I have some APIs which I would to load-test. and I would like to learn the number of requests per second(RPS) that server can handle before it starts to throttle.
With K6’s VUs and scenarios, it is possible to adjust number of requests that gets sent to the API and I may put certain number of VUs with scenarios or stages; and after the completion of test, I would only get the aggregated values, like mean response time per group, percentage of failed requests etc,. but, i wouldn’t be able to know, the number of requests after which the response time went up or requests started to fail. How do i learn that optimal RPS limit?
If that’s any help, and if you have docker already installed, I have put together a whole k6 + Grafana + InfluxDB docker-based stack already. You’ll find it on my GitHub.
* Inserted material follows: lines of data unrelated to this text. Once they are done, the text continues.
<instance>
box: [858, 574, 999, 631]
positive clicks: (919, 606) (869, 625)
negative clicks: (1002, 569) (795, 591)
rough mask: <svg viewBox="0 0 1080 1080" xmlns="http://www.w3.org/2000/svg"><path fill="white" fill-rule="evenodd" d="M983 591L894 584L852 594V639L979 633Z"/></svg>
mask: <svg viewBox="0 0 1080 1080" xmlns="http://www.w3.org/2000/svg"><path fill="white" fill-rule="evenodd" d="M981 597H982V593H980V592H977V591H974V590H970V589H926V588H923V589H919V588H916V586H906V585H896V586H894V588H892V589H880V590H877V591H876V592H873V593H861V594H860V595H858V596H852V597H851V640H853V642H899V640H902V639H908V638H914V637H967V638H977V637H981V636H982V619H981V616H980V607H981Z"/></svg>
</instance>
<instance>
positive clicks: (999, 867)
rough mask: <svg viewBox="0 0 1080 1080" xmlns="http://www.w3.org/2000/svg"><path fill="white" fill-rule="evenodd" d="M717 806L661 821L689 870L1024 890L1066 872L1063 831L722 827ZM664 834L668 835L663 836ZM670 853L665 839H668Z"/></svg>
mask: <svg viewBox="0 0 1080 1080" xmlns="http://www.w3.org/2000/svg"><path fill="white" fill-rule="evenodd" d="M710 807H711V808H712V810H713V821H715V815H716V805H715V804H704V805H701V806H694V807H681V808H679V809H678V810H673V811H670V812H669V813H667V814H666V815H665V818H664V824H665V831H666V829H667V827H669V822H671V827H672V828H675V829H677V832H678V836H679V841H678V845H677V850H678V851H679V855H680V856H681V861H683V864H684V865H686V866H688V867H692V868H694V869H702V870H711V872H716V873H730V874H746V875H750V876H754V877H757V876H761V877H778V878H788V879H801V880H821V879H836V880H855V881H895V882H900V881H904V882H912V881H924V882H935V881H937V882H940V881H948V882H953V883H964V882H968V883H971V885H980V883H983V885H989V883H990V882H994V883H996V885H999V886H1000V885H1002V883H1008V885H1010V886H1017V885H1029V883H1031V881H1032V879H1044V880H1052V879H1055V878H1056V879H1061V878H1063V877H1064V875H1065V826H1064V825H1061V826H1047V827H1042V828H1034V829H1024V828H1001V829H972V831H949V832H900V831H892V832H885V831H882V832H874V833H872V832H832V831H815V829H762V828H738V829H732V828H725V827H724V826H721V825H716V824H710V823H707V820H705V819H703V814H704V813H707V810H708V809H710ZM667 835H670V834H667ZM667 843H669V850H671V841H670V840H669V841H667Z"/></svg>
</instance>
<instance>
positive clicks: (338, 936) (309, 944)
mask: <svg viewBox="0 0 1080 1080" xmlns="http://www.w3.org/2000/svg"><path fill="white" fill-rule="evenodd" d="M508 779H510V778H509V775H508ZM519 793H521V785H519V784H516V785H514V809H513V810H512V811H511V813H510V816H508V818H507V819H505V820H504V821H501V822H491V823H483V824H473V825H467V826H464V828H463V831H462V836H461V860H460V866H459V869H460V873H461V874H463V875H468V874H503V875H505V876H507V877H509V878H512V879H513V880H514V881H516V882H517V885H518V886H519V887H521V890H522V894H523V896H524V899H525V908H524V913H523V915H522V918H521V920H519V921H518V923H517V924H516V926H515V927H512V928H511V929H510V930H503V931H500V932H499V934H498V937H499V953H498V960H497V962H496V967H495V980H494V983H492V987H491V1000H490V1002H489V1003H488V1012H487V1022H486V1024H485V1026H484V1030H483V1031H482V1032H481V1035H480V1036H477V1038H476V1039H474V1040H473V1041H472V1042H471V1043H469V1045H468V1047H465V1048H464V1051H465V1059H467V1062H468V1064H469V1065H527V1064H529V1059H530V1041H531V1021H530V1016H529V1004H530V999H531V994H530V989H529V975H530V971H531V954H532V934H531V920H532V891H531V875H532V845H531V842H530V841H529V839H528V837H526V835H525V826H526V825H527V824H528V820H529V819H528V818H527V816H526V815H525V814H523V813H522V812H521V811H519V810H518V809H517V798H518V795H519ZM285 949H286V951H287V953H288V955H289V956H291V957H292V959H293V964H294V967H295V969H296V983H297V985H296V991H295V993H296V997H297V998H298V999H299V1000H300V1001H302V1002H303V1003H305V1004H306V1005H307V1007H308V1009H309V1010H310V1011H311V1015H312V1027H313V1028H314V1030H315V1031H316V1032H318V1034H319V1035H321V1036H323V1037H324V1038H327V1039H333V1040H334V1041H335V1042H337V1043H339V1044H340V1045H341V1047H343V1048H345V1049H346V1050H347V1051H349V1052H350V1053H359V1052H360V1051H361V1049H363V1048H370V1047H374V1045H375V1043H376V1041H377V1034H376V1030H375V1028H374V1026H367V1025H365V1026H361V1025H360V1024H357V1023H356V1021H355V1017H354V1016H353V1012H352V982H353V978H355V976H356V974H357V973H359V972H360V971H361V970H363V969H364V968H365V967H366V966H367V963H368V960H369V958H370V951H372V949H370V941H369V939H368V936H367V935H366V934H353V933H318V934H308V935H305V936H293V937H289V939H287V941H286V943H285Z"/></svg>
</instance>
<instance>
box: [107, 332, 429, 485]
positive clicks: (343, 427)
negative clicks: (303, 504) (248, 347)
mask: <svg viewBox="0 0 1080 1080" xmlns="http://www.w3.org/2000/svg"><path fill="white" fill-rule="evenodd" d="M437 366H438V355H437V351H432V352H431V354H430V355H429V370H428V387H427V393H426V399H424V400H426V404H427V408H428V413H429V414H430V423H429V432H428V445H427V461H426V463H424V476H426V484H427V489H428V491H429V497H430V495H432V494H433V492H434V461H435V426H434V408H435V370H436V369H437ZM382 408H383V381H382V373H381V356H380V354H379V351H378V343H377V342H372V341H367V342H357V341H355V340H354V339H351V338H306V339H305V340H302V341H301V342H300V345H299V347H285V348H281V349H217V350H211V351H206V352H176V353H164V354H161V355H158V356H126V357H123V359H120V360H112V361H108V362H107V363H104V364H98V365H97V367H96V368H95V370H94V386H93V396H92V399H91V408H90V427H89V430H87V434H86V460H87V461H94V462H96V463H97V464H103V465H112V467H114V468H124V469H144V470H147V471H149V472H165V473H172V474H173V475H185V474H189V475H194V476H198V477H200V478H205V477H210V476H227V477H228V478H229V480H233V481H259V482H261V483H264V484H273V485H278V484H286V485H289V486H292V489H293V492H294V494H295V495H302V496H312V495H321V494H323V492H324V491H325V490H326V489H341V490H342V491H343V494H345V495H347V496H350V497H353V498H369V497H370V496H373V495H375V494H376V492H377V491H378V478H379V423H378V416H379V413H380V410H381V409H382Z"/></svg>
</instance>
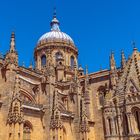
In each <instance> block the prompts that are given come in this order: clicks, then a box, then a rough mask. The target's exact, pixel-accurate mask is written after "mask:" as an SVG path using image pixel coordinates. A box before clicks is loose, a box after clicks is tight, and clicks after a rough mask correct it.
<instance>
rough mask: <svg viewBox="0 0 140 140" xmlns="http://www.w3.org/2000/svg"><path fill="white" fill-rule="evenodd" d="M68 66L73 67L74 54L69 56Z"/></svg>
mask: <svg viewBox="0 0 140 140" xmlns="http://www.w3.org/2000/svg"><path fill="white" fill-rule="evenodd" d="M70 66H71V68H74V56H71V58H70Z"/></svg>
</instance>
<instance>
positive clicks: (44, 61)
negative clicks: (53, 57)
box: [41, 55, 46, 66]
mask: <svg viewBox="0 0 140 140" xmlns="http://www.w3.org/2000/svg"><path fill="white" fill-rule="evenodd" d="M41 66H46V55H42V57H41Z"/></svg>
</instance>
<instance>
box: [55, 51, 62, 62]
mask: <svg viewBox="0 0 140 140" xmlns="http://www.w3.org/2000/svg"><path fill="white" fill-rule="evenodd" d="M62 58H63V55H62V53H61V52H57V53H56V54H55V59H56V60H59V59H62Z"/></svg>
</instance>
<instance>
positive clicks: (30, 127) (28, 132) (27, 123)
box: [23, 122, 32, 140]
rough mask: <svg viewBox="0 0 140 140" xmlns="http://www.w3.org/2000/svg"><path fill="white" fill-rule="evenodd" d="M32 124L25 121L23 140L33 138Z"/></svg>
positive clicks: (30, 139) (29, 139)
mask: <svg viewBox="0 0 140 140" xmlns="http://www.w3.org/2000/svg"><path fill="white" fill-rule="evenodd" d="M31 131H32V126H31V124H30V123H29V122H25V123H24V126H23V140H31Z"/></svg>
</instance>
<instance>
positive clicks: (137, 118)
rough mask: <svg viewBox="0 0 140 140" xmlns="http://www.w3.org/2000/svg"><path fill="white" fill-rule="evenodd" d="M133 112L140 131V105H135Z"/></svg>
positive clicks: (138, 130) (133, 113)
mask: <svg viewBox="0 0 140 140" xmlns="http://www.w3.org/2000/svg"><path fill="white" fill-rule="evenodd" d="M132 113H133V115H134V117H135V121H136V125H137V128H138V131H140V109H139V108H138V107H134V108H133V109H132Z"/></svg>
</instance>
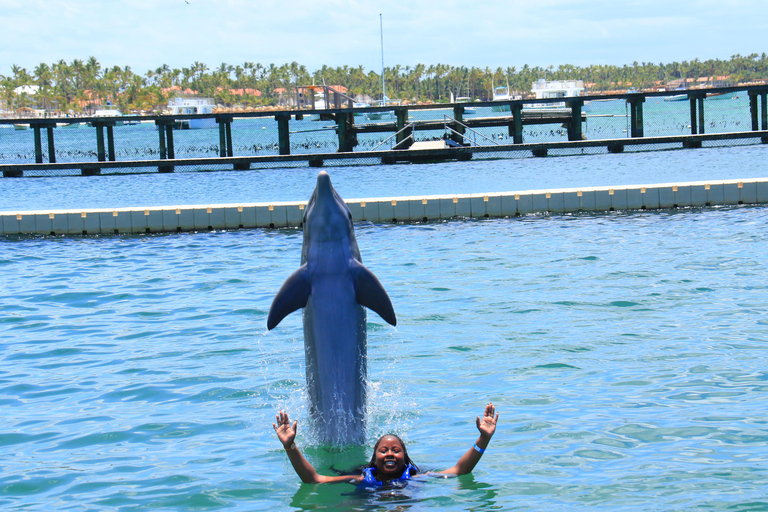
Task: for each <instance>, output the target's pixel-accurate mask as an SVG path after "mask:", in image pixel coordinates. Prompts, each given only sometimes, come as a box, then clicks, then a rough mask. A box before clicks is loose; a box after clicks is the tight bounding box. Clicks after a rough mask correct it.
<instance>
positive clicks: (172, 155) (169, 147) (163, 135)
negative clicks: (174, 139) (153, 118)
mask: <svg viewBox="0 0 768 512" xmlns="http://www.w3.org/2000/svg"><path fill="white" fill-rule="evenodd" d="M175 122H176V120H175V119H173V118H163V119H156V120H155V124H156V125H157V131H158V132H159V134H160V135H159V137H160V159H161V160H173V159H174V158H176V155H175V153H174V150H173V125H174V123H175ZM157 170H158V172H173V171H174V166H173V165H167V164H164V165H159V166H157Z"/></svg>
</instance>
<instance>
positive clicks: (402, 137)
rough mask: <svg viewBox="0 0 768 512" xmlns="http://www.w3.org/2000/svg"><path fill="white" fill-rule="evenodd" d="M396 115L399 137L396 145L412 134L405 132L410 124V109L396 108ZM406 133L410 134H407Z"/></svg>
mask: <svg viewBox="0 0 768 512" xmlns="http://www.w3.org/2000/svg"><path fill="white" fill-rule="evenodd" d="M395 115H396V116H397V137H396V138H395V145H397V144H398V143H399V142H401V141H402V140H403V139H405V138H407V137H408V136H409V135H410V134H411V130H403V128H405V125H406V124H407V123H408V109H407V108H402V107H401V108H396V109H395ZM406 131H407V132H408V133H406Z"/></svg>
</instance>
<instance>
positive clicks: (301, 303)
mask: <svg viewBox="0 0 768 512" xmlns="http://www.w3.org/2000/svg"><path fill="white" fill-rule="evenodd" d="M310 290H311V287H310V284H309V273H308V271H307V265H306V264H304V265H302V266H300V267H299V269H298V270H297V271H296V272H294V273H293V274H291V275H290V277H288V279H286V280H285V282H284V283H283V286H282V287H280V291H278V292H277V295H275V298H274V299H273V300H272V306H270V308H269V316H268V317H267V329H269V330H272V329H274V328H275V327H276V326H277V324H279V323H280V321H281V320H282V319H283V318H285V317H286V316H288V315H289V314H291V313H293V312H294V311H296V310H297V309H301V308H303V307H304V306H306V305H307V299H309V292H310Z"/></svg>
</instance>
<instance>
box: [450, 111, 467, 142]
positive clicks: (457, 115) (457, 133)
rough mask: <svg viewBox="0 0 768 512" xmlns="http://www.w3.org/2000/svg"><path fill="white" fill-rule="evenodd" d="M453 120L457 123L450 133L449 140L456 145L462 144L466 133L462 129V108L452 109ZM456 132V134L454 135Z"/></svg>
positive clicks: (462, 125) (465, 129)
mask: <svg viewBox="0 0 768 512" xmlns="http://www.w3.org/2000/svg"><path fill="white" fill-rule="evenodd" d="M453 118H454V119H456V120H457V121H458V123H456V127H455V128H454V130H455V131H453V132H451V140H452V141H454V142H456V143H457V144H464V134H465V133H466V132H467V130H466V128H464V107H462V106H461V105H456V106H455V107H453ZM456 132H458V133H456Z"/></svg>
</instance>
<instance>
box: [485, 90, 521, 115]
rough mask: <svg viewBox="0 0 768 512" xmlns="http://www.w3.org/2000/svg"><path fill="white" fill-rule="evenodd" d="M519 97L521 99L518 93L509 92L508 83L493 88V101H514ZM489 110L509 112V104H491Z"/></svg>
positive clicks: (494, 111) (495, 111)
mask: <svg viewBox="0 0 768 512" xmlns="http://www.w3.org/2000/svg"><path fill="white" fill-rule="evenodd" d="M521 99H523V97H522V96H521V95H520V94H511V93H510V92H509V84H507V85H506V86H504V85H500V86H498V87H494V88H493V101H514V100H521ZM491 110H492V111H493V112H509V105H493V106H492V107H491Z"/></svg>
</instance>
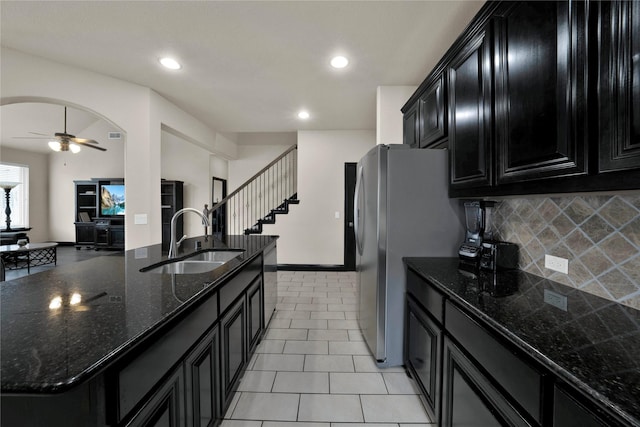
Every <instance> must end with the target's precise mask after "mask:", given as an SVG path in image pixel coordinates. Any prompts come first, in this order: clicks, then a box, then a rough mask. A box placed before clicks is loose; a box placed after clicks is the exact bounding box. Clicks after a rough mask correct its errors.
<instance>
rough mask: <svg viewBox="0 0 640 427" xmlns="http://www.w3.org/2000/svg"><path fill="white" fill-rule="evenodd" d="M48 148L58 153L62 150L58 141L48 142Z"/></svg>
mask: <svg viewBox="0 0 640 427" xmlns="http://www.w3.org/2000/svg"><path fill="white" fill-rule="evenodd" d="M49 148H51V149H52V150H53V151H60V150H61V149H62V145H61V144H60V141H49Z"/></svg>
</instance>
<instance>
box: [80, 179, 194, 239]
mask: <svg viewBox="0 0 640 427" xmlns="http://www.w3.org/2000/svg"><path fill="white" fill-rule="evenodd" d="M74 184H75V207H76V210H75V215H76V217H75V228H76V241H75V247H76V249H80V248H82V247H87V248H94V249H96V250H99V249H113V250H123V249H124V218H125V183H124V179H123V178H92V179H91V180H88V181H74ZM182 186H183V182H182V181H167V180H162V183H161V194H162V217H163V227H162V242H163V247H164V246H168V244H169V240H170V236H169V229H168V228H167V227H165V226H164V223H165V221H164V218H169V219H170V218H171V217H172V216H173V214H174V213H175V212H176V211H178V210H180V209H182V203H183V201H182V199H183V198H182ZM177 232H178V233H179V234H182V222H180V223H179V224H178V230H177ZM165 241H166V244H165Z"/></svg>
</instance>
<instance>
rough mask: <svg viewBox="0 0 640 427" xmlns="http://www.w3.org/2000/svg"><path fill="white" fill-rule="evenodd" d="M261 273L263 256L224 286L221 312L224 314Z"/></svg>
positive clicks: (243, 270)
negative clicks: (257, 276)
mask: <svg viewBox="0 0 640 427" xmlns="http://www.w3.org/2000/svg"><path fill="white" fill-rule="evenodd" d="M261 272H262V256H258V257H256V259H254V260H253V261H251V262H250V263H249V265H247V266H246V267H243V268H242V270H241V271H240V272H239V273H238V274H237V275H235V276H234V277H233V278H232V279H231V280H229V281H227V283H225V284H224V285H222V288H221V289H220V312H221V313H224V312H225V310H226V309H227V308H229V307H230V306H231V304H233V302H234V301H235V300H236V298H238V297H239V296H240V294H242V293H243V292H244V291H245V290H246V289H247V286H249V284H250V283H251V282H253V280H254V279H255V278H256V276H258V275H259V274H260V273H261Z"/></svg>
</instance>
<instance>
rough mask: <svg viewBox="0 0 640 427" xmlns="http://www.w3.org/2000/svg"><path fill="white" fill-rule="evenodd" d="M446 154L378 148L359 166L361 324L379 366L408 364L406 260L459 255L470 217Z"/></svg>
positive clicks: (359, 267) (357, 204) (357, 253)
mask: <svg viewBox="0 0 640 427" xmlns="http://www.w3.org/2000/svg"><path fill="white" fill-rule="evenodd" d="M447 165H448V153H447V151H446V150H431V149H411V148H409V147H408V146H407V145H404V144H398V145H378V146H376V147H375V148H373V149H371V150H370V151H369V152H368V153H367V154H366V155H365V156H364V157H363V158H362V159H361V160H360V162H358V169H357V175H356V176H357V181H356V190H355V195H354V196H355V203H354V210H355V212H354V219H355V234H356V246H357V256H356V263H357V273H358V287H359V307H358V311H359V313H358V321H359V324H360V329H361V330H362V334H363V336H364V339H365V341H366V343H367V345H368V346H369V349H370V350H371V354H372V355H373V357H374V358H375V359H376V361H377V364H378V366H380V367H387V366H398V365H401V364H402V363H403V343H404V320H405V319H404V317H405V289H406V285H405V271H404V265H403V263H402V257H408V256H430V257H449V256H451V257H457V256H458V247H459V246H460V244H461V242H462V241H463V240H464V221H463V217H464V212H463V208H462V205H461V203H460V202H459V201H458V200H454V199H449V197H448V195H447V185H448V181H449V179H448V166H447Z"/></svg>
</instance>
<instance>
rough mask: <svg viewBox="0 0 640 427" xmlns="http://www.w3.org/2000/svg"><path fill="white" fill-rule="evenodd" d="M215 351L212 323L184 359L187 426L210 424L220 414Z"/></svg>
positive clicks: (217, 352)
mask: <svg viewBox="0 0 640 427" xmlns="http://www.w3.org/2000/svg"><path fill="white" fill-rule="evenodd" d="M218 352H219V334H218V327H217V326H216V327H215V328H214V329H213V330H212V331H211V332H209V333H208V334H207V335H206V336H205V337H204V338H203V339H202V340H201V341H200V344H199V345H198V346H197V347H196V348H195V350H193V351H192V352H191V354H189V355H188V356H187V359H186V360H185V379H186V386H185V391H186V402H187V405H186V418H187V419H186V421H187V427H213V426H214V425H215V423H216V420H217V419H219V418H220V417H221V415H220V395H219V392H218V390H219V382H218V374H219V372H220V368H219V366H218V363H219V357H218V354H219V353H218Z"/></svg>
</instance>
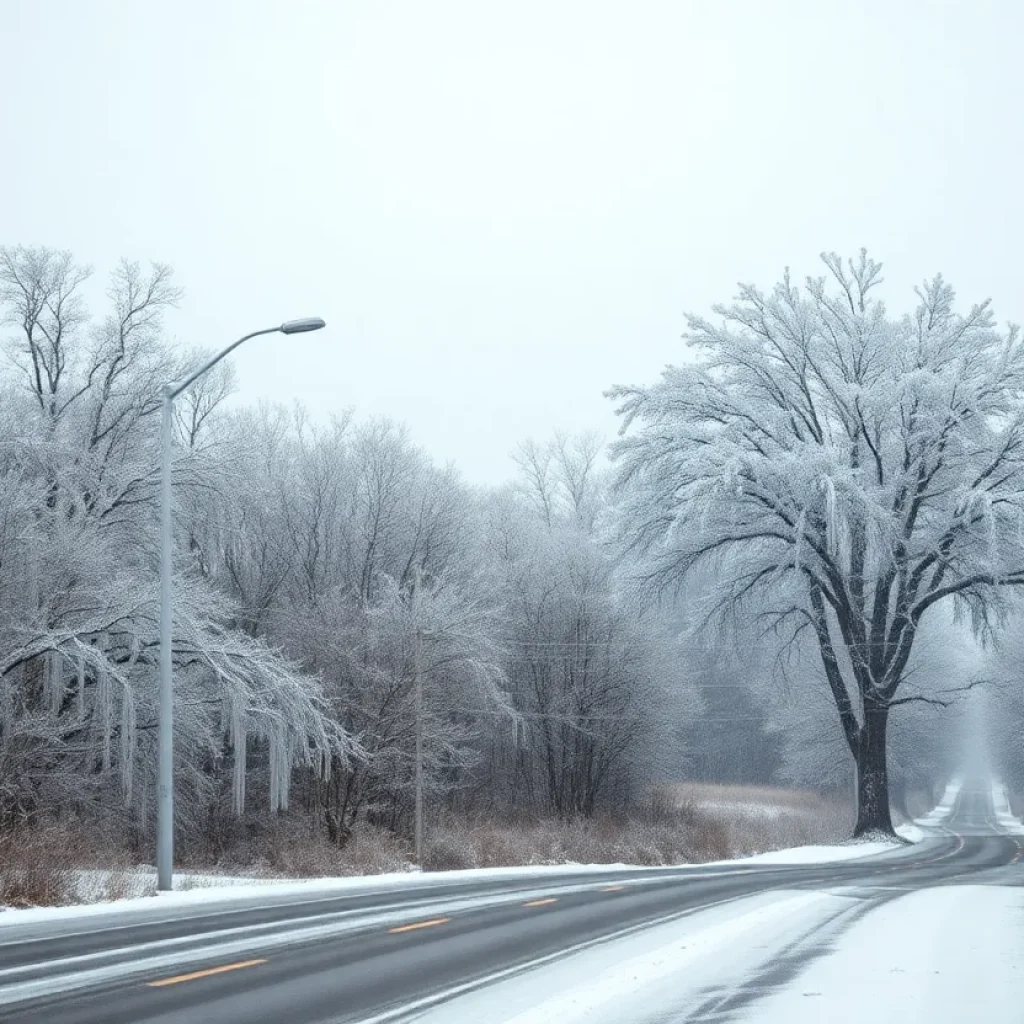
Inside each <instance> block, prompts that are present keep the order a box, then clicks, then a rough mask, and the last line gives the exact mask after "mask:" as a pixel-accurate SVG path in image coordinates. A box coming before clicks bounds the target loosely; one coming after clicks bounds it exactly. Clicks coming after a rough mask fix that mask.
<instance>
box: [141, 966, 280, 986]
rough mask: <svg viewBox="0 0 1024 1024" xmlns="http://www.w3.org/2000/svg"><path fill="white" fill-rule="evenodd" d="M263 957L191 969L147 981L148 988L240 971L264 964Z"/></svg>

Once it’s started, all the tooling will be available from localhost to send k6 data into influx, and you will be able to easily interpret data in a visual way.
Regarding the best strategy to find your bottlenecks, my first intuition would be to use the constant-arrival-rate executor, and perform some sort of binary search oriented investigation. Start with a number of request per second (the rate attribute of the constant-arrival-rate executor) that does match your most conservative expectation, and double that number until you start seeing performance degradation. When your API starts to throttle (error rate going up, timeouts, longer requests), reduce by 25%, if it gets better, add 25%, etc… until you find the sweet spot.
Finally, if you have internal telemetry available, you should be able to pick the time window you’ve performed the test at, and compare with the metrics from your API directly to find out your bottlenecks.